Sample similarity analyses

Different sample similariy metrics and methods are applied to the dimension reduced expression module data and metadata, respectively. Application of downstream analyses on aggregated data instead of single gene data was shown to increase representativeness and reduce noisiness.

Correlation Network

Correlation network represents module (p.1) and metagene (p.2) data as graph with cells as nodes connected if their mutual correlation exceeds a given threshold (epsilon-neighborhood).

Correlation Spanning Tree

Correlation spanning tree represents module (p.1) and metagene (p.2) data as graph with cells as nodes connected to a spanning tree of maximal mutual correlation between connected nodes.

Supervised and clustered heatmaps

Heatmaps of module (p.1-2) and metagene (p.3-4) expression data with supervised and hierarchically clustered sample ordering.
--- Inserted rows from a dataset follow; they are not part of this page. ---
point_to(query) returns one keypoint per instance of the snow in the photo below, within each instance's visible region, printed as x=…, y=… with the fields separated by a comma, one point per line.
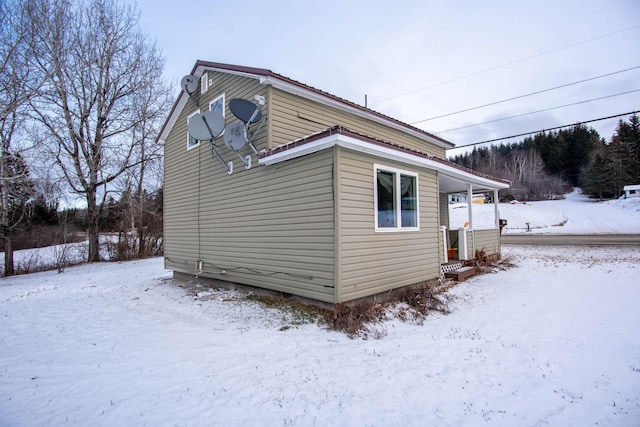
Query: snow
x=552, y=341
x=577, y=214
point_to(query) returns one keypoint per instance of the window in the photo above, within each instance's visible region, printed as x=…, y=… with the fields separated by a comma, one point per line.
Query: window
x=217, y=105
x=191, y=141
x=396, y=199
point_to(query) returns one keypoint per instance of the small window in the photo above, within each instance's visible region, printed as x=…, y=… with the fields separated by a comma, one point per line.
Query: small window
x=217, y=105
x=204, y=83
x=396, y=199
x=191, y=141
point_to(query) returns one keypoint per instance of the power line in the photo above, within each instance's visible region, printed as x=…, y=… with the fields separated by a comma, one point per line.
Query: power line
x=538, y=111
x=544, y=130
x=506, y=64
x=525, y=95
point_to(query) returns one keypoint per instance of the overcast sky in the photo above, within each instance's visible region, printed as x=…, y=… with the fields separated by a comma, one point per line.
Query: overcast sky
x=419, y=59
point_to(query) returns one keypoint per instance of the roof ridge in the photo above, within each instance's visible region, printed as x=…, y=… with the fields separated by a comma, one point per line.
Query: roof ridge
x=268, y=73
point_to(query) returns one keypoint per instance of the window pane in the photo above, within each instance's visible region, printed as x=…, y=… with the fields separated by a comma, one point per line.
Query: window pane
x=218, y=105
x=409, y=201
x=386, y=200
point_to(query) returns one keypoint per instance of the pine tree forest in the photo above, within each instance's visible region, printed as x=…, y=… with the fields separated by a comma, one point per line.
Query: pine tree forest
x=551, y=163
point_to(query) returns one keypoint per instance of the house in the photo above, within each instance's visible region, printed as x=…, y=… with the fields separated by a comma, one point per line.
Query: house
x=339, y=203
x=631, y=191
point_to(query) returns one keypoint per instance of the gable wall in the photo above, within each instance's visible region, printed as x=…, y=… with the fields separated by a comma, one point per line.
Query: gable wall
x=271, y=227
x=294, y=117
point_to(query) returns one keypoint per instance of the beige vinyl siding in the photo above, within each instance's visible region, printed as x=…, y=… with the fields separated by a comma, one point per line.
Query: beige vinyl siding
x=444, y=209
x=487, y=240
x=294, y=117
x=373, y=262
x=270, y=227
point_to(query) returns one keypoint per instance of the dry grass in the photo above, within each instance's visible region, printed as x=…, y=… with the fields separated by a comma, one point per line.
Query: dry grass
x=365, y=319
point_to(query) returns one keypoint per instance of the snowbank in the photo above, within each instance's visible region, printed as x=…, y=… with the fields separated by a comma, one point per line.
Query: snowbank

Independent Component Analysis

Independent component analysis (ICA) distributes cells along axes of most variability similar to principal component analysis. However, restriction to othogonal axes is omitted in ICA. ICA is applied to module (p.1-2) and metagene (p.3-4) expression data, where the first three components are shown in 3d and pairwise 2d scatterplots.

t-SNE

t-distributed stochastic neighbor embedding (t-SNE) is a nonlinear dimensionality reduction technique projecting cells into a two-dimensional coordinate system. It is applied to module (p.1) and metagene (p.2) data.